However, Kit at Kino said, "No, not YA. The imprint is not a YA imprint."
This annoyed me for a variety of reason, not all of them very logical. I'm as guilty as the next person of labelling and pigeon-holing books. But when Kit said what she did, I pompously replied, "Who cares who the publisher thinks should read the book. Readers make up their own minds."
This is true, but readers might never know the book exists if they tend to only mooch around the YA sections of bookstores.
Anyway, I have passed Ysabel on to be reviewed for the paper.
I liked it, liked especially the two teenage characters, Ned and Kate, who are just clever enough not to be maddening, and charmingly awkward and unsure of their own abilities and instincts. They are attractive characters whom I wanted to know more about as soon as I had met them.
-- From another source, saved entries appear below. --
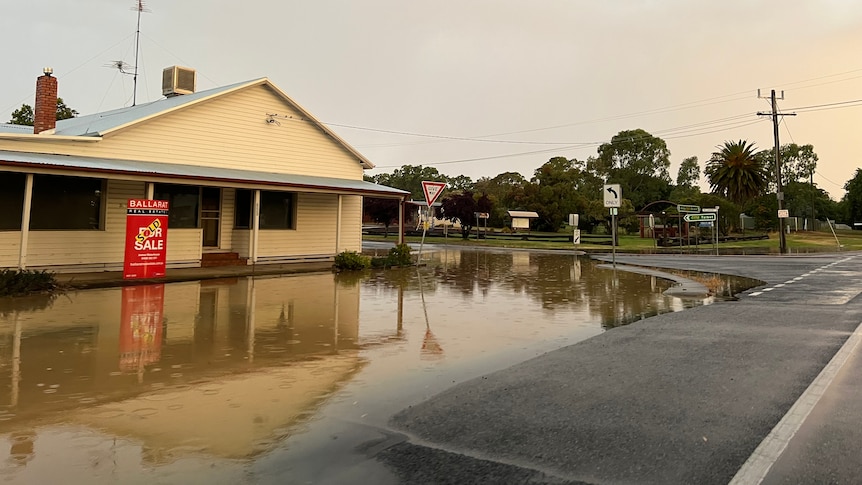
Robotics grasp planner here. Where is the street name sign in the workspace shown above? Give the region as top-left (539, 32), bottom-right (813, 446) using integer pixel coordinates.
top-left (683, 212), bottom-right (715, 222)
top-left (676, 204), bottom-right (700, 214)
top-left (602, 184), bottom-right (623, 207)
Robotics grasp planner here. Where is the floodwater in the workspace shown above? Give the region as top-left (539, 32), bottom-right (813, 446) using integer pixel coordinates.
top-left (0, 249), bottom-right (756, 484)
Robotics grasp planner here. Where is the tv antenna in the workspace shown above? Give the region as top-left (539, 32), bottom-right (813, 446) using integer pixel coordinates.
top-left (104, 61), bottom-right (134, 74)
top-left (131, 0), bottom-right (150, 106)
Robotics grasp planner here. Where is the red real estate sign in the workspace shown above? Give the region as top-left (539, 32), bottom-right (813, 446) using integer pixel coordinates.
top-left (123, 199), bottom-right (168, 279)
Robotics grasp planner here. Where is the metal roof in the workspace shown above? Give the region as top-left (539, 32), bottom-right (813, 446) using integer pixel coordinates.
top-left (0, 150), bottom-right (410, 198)
top-left (8, 77), bottom-right (374, 169)
top-left (509, 211), bottom-right (539, 218)
top-left (0, 123), bottom-right (33, 133)
top-left (54, 78), bottom-right (253, 136)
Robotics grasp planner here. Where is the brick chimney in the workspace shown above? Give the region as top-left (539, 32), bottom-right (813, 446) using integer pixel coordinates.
top-left (33, 67), bottom-right (57, 133)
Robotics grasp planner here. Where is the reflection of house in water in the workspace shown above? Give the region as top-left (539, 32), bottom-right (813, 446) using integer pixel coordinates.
top-left (0, 273), bottom-right (378, 457)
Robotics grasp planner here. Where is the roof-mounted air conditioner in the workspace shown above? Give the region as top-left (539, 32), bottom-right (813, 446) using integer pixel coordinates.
top-left (162, 66), bottom-right (197, 98)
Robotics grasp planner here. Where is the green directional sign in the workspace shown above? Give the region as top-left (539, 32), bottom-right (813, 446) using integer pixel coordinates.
top-left (676, 204), bottom-right (700, 214)
top-left (683, 212), bottom-right (715, 222)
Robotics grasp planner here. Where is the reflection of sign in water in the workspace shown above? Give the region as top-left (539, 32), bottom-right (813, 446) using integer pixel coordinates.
top-left (123, 199), bottom-right (168, 279)
top-left (420, 328), bottom-right (443, 359)
top-left (120, 285), bottom-right (165, 371)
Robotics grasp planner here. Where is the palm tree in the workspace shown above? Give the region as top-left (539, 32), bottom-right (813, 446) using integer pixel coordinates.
top-left (704, 140), bottom-right (769, 205)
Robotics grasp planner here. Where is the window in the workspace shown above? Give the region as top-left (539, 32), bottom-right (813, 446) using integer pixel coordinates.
top-left (153, 184), bottom-right (201, 229)
top-left (30, 174), bottom-right (105, 230)
top-left (0, 172), bottom-right (27, 231)
top-left (260, 190), bottom-right (296, 229)
top-left (233, 189), bottom-right (254, 229)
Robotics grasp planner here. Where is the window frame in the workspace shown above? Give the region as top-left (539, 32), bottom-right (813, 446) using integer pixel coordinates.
top-left (153, 182), bottom-right (202, 229)
top-left (27, 173), bottom-right (108, 231)
top-left (258, 190), bottom-right (299, 231)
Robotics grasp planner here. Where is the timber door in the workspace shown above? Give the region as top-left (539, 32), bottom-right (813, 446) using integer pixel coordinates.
top-left (201, 187), bottom-right (221, 248)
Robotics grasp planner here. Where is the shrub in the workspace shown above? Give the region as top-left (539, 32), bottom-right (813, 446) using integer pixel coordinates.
top-left (0, 269), bottom-right (59, 296)
top-left (371, 244), bottom-right (413, 268)
top-left (335, 251), bottom-right (371, 271)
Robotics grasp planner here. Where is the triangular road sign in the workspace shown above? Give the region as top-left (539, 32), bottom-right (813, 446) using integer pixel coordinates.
top-left (422, 180), bottom-right (446, 207)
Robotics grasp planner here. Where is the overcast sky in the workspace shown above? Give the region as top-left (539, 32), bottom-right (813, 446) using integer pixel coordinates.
top-left (0, 0), bottom-right (862, 199)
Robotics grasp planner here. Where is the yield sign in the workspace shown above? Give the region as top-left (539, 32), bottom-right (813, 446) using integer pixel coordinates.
top-left (422, 180), bottom-right (446, 207)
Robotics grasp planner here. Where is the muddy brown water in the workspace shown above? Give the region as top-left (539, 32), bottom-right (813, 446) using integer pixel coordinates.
top-left (0, 249), bottom-right (751, 483)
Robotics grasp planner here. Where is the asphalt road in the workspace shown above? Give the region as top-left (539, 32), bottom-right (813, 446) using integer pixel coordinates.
top-left (376, 252), bottom-right (862, 484)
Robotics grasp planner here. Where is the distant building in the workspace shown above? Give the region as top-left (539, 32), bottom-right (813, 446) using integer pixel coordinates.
top-left (0, 68), bottom-right (409, 271)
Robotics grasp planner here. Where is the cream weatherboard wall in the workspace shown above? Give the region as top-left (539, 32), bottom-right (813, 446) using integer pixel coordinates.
top-left (0, 85), bottom-right (363, 180)
top-left (5, 180), bottom-right (201, 270)
top-left (253, 193), bottom-right (362, 260)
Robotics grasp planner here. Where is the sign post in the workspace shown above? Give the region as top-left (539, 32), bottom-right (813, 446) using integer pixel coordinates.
top-left (123, 199), bottom-right (168, 279)
top-left (416, 180), bottom-right (446, 264)
top-left (698, 206), bottom-right (720, 256)
top-left (602, 184), bottom-right (623, 268)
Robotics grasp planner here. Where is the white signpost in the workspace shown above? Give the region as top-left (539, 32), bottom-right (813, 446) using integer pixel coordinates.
top-left (602, 184), bottom-right (623, 267)
top-left (416, 180), bottom-right (446, 263)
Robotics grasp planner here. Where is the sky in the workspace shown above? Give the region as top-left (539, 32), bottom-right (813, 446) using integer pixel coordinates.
top-left (5, 0), bottom-right (862, 200)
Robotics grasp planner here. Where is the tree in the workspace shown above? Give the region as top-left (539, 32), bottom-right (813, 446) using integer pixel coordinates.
top-left (784, 181), bottom-right (838, 226)
top-left (363, 198), bottom-right (400, 237)
top-left (589, 129), bottom-right (671, 208)
top-left (366, 165), bottom-right (449, 200)
top-left (841, 168), bottom-right (862, 224)
top-left (443, 175), bottom-right (474, 192)
top-left (473, 172), bottom-right (529, 227)
top-left (763, 143), bottom-right (819, 192)
top-left (515, 157), bottom-right (601, 231)
top-left (676, 157), bottom-right (700, 187)
top-left (9, 98), bottom-right (78, 126)
top-left (443, 190), bottom-right (492, 239)
top-left (704, 140), bottom-right (769, 205)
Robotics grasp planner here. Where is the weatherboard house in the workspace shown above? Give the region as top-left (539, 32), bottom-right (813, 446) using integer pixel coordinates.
top-left (0, 67), bottom-right (409, 271)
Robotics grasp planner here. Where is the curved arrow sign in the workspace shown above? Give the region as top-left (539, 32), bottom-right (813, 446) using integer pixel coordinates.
top-left (602, 184), bottom-right (623, 207)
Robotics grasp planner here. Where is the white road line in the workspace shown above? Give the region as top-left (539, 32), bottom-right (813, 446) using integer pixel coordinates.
top-left (729, 323), bottom-right (862, 485)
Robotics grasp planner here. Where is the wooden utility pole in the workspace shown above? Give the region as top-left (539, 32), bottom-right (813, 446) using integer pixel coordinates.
top-left (757, 89), bottom-right (796, 254)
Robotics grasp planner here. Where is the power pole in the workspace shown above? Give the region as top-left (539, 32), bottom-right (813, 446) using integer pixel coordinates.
top-left (757, 89), bottom-right (796, 254)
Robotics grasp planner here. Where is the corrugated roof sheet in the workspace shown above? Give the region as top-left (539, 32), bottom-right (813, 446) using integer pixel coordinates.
top-left (54, 79), bottom-right (255, 136)
top-left (0, 150), bottom-right (409, 198)
top-left (509, 211), bottom-right (539, 217)
top-left (0, 123), bottom-right (33, 134)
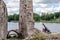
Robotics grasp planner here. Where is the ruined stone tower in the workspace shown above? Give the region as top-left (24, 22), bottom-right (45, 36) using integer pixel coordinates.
top-left (19, 0), bottom-right (34, 37)
top-left (0, 0), bottom-right (7, 38)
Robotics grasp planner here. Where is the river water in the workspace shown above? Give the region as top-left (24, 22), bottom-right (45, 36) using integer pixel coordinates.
top-left (8, 22), bottom-right (60, 33)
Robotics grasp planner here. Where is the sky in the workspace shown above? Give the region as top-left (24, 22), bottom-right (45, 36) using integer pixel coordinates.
top-left (4, 0), bottom-right (60, 15)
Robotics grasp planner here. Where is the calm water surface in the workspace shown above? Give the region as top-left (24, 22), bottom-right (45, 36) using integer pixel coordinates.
top-left (8, 22), bottom-right (60, 32)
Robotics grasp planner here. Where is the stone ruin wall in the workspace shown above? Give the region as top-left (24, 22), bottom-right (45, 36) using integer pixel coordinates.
top-left (0, 0), bottom-right (7, 38)
top-left (19, 0), bottom-right (34, 37)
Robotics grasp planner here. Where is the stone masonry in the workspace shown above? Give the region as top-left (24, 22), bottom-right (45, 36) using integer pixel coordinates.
top-left (19, 0), bottom-right (34, 37)
top-left (0, 0), bottom-right (7, 39)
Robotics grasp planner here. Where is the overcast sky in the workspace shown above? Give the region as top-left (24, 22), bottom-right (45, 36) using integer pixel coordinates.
top-left (4, 0), bottom-right (60, 15)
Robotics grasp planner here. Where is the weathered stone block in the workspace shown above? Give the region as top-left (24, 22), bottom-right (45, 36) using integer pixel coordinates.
top-left (19, 0), bottom-right (34, 37)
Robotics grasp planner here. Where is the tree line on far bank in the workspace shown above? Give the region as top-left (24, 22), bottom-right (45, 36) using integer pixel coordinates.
top-left (8, 12), bottom-right (60, 22)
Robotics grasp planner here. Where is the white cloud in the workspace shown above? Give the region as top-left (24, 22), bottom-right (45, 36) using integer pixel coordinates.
top-left (4, 0), bottom-right (60, 15)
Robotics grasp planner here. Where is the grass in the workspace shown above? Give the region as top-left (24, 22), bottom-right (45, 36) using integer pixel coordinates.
top-left (40, 18), bottom-right (60, 23)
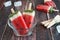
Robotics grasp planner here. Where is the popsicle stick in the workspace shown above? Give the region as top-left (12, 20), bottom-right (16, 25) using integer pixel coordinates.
top-left (11, 8), bottom-right (15, 13)
top-left (47, 13), bottom-right (54, 40)
top-left (41, 19), bottom-right (52, 25)
top-left (44, 0), bottom-right (52, 3)
top-left (28, 3), bottom-right (32, 10)
top-left (44, 19), bottom-right (52, 27)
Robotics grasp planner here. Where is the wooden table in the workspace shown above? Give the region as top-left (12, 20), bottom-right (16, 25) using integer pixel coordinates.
top-left (0, 0), bottom-right (60, 40)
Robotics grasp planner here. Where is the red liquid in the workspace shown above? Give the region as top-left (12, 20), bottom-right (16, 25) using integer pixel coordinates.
top-left (12, 16), bottom-right (28, 35)
top-left (36, 5), bottom-right (50, 13)
top-left (23, 14), bottom-right (34, 28)
top-left (44, 1), bottom-right (56, 7)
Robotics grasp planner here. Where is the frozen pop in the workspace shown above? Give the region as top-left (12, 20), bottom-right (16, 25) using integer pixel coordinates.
top-left (36, 5), bottom-right (59, 13)
top-left (44, 1), bottom-right (56, 8)
top-left (9, 9), bottom-right (28, 35)
top-left (23, 3), bottom-right (35, 28)
top-left (44, 0), bottom-right (52, 3)
top-left (41, 19), bottom-right (52, 27)
top-left (47, 15), bottom-right (60, 28)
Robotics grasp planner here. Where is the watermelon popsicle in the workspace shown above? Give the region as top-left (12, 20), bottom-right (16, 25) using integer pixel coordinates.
top-left (9, 9), bottom-right (28, 35)
top-left (44, 0), bottom-right (56, 8)
top-left (23, 3), bottom-right (35, 28)
top-left (36, 5), bottom-right (59, 13)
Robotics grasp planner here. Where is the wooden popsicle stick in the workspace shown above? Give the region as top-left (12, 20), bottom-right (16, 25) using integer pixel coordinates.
top-left (44, 19), bottom-right (52, 27)
top-left (11, 8), bottom-right (15, 13)
top-left (28, 3), bottom-right (32, 10)
top-left (41, 19), bottom-right (52, 25)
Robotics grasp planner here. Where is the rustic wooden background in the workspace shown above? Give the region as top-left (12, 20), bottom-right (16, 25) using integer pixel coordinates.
top-left (0, 0), bottom-right (60, 40)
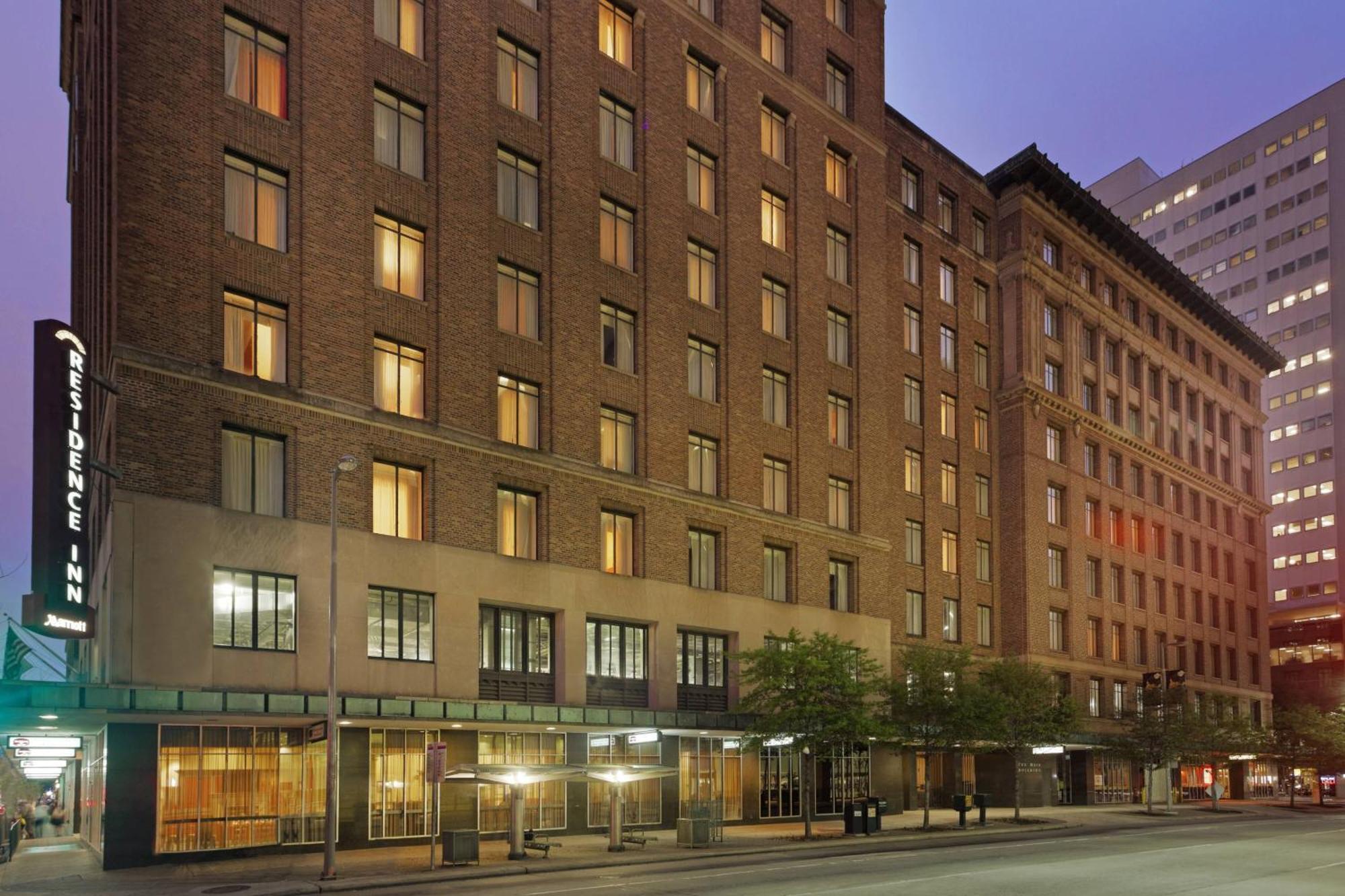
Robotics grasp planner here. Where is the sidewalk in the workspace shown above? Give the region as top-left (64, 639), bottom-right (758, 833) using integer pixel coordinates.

The story is interesting. The way the events unfold keep you guessing and wanting more. However, I don't think Kay developed the plot sufficiently. Too many things are left unexplained and unresolved, and there isn't a sense of satisfaction and closure at the end of the book. Reading the final page I still didn't fully understand the whats, hows and whys of everything that had happened. I was surprised at how simply things were resolved and I continued wondering "Who? How come? What was that all about then?"
Maybe Kay was kept in the dark too? Perhaps his characters have yet to reveal themselves fully to him. Perhaps he intends to write a sequel in which all will be made clear as crystal.